Huntington's disease is caused by an expanded CAG repeat in the gene encoding huntingtin (HTT), resulting in loss of striatal and cortical neurons. Given that the gene product is widely expressed, it remains unclear why neurons are selectively targeted. Here we show the relationship between synaptic and extrasynaptic activity, inclusion formation of mutant huntingtin protein (mtHtt) and neuronal survival. Synaptic N-methyl-D-aspartate-type glutamate receptor (NMDAR) activity induces mtHtt inclusions via a T complex-1 (TCP-1) ring complex (TRiC)-dependent mechanism, rendering neurons more resistant to mtHtt-mediated cell death.
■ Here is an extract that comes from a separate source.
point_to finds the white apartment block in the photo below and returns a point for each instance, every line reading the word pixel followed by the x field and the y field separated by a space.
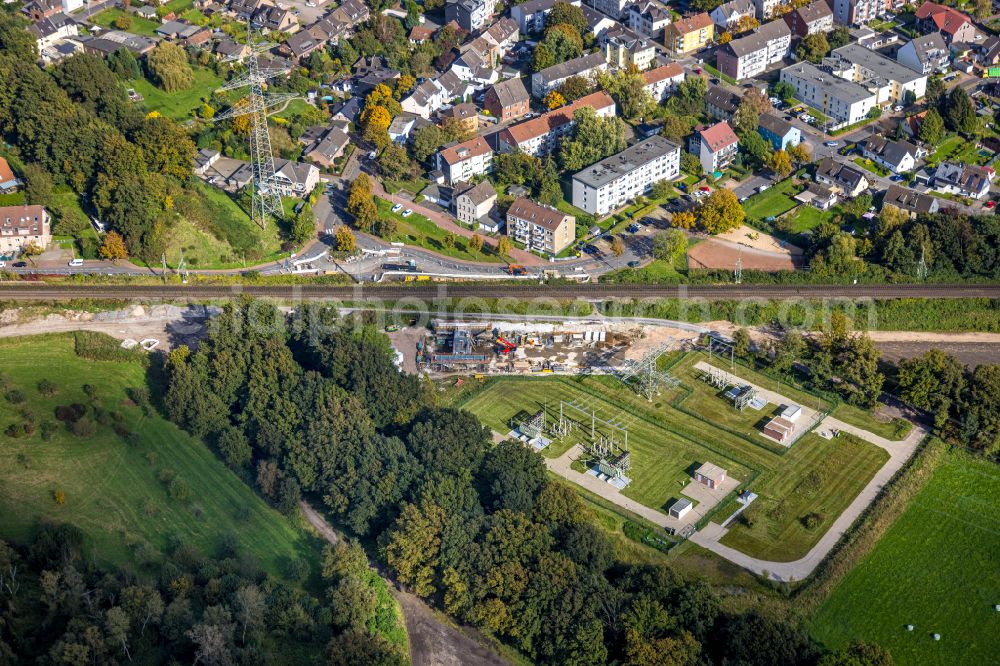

In contrast, stimulation of extrasynaptic NMDARs increases the vulnerability of mtHtt-containing neurons to cell death by impairing the neuroprotective cyclic AMP response element-binding protein (CREB)-peroxisome proliferator-activated receptor-gamma coactivator-1alpha (PGC-1alpha) cascade and increasing the level of the small guanine nucleotide-binding protein Rhes, which is known to sumoylate and disaggregate mtHtt. Treatment of transgenic mice expressing a yeast artificial chromosome containing 128 CAG repeats (YAC128) with low-dose memantine blocks extrasynaptic (but not synaptic) NMDARs and ameliorates neuropathological and behavioral manifestations. By contrast, high-dose memantine, which blocks both extrasynaptic and synaptic NMDAR activity, decreases neuronal inclusions and worsens these outcomes. Our findings offer a rational therapeutic approach for protecting susceptible neurons in Huntington's disease.